I was using Python and regular expressions to find things an HTML document and unlike what most people say, it was working perfectly, even though things could go wrong. Anyway, I decided Beautiful Soup would be faster and easier but I don't really know how to make it do what I did with regex, which was fairly easy, but messy.

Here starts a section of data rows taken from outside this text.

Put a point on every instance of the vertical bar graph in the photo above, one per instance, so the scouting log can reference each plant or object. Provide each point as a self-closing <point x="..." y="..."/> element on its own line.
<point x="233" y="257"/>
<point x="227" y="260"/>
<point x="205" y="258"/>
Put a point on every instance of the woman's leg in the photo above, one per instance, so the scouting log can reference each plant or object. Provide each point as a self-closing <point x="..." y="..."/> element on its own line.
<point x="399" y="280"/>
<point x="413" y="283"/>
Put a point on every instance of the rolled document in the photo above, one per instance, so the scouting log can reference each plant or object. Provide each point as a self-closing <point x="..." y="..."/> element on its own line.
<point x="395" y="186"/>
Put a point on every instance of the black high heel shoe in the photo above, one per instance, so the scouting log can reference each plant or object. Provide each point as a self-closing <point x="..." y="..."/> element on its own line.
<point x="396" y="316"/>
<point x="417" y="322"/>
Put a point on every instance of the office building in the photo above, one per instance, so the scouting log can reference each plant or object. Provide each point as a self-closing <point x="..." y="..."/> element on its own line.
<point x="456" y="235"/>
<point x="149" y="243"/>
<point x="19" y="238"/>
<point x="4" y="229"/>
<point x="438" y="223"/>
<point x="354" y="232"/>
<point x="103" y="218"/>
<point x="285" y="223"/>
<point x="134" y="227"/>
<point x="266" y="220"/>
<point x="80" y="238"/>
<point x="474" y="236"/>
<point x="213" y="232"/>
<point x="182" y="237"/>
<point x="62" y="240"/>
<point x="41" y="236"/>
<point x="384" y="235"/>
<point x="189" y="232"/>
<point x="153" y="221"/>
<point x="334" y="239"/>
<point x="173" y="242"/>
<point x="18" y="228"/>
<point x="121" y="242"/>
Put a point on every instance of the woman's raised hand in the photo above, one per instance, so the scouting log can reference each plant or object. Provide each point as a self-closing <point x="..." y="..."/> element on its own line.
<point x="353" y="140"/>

I am using this page's HTML:
http://www.locationary.com/places/duplicates.jsp?inPID=1000000001
EDIT:
Here is the HTML for the main place:
<tr>
<td class="Large Bold" nowrap="nowrap">Riverside Tower Hotel </td>
<td class="Large Bold" width="100%">80 Riverside Drive, New York, New York, United States</td>
<td class="Large Bold" nowrap="nowrap" width="55"> <input name="selectCheckBox" type="checkbox" checked="checked" disabled="disabled" />Yes
</td>
</tr>
Example of the first similar place:
<td class="" nowrap="nowrap"><a href="http://www.locationary.com/place/en/US/New_York/New_York/54_Riverside_Dr_Owners_Corp-p1009633680.jsp" target="_blank">54 Riverside Dr Owners Corp</a></td>
<td width="100%"> 54 Riverside Dr, New York, New York, United States</td>
<td nowrap="nowrap" width="55">
When my program gets it and I use Beautiful Soup to make it more readable, the HTML comes out a little different than Firefox's "view source"...I don't know why.
These were my regular expressions:
PlaceName = re.findall(r'"nowrap">(.*) </td>', main)
PlaceAddress = re.findall(r'width="100%">(.*)</td>\n<td class="Large Bold"', main)
cNames = re.findall(r'target="_blank">(.*)</a></td>\n<td width="100%"> ', main)
cAddresses = re.findall(r'<td width="100%"> (.*)</td>\n<td nowrap="nowrap" width="55">', main)
cURLs = re.findall(r'<td class="" nowrap="nowrap"><a href="(.*)" target="_blank">', main)
The first two are for the main place and address. The rest are for the information of the rest of the places. After I made these, I decided I only wanted the first 5 results for cNames, cAddresses, and cURLs, because I don't need 91 or whatever it was.
I don't know how to find this kind of information with BS. All I can do with BS is find specific tags and do things with them. This HTML is kind of complicated because all of the info. I want is in tables and the table tags are kind of a mess too...
How do you get that info, and limit it only to the first 5 results or so?
Thanks.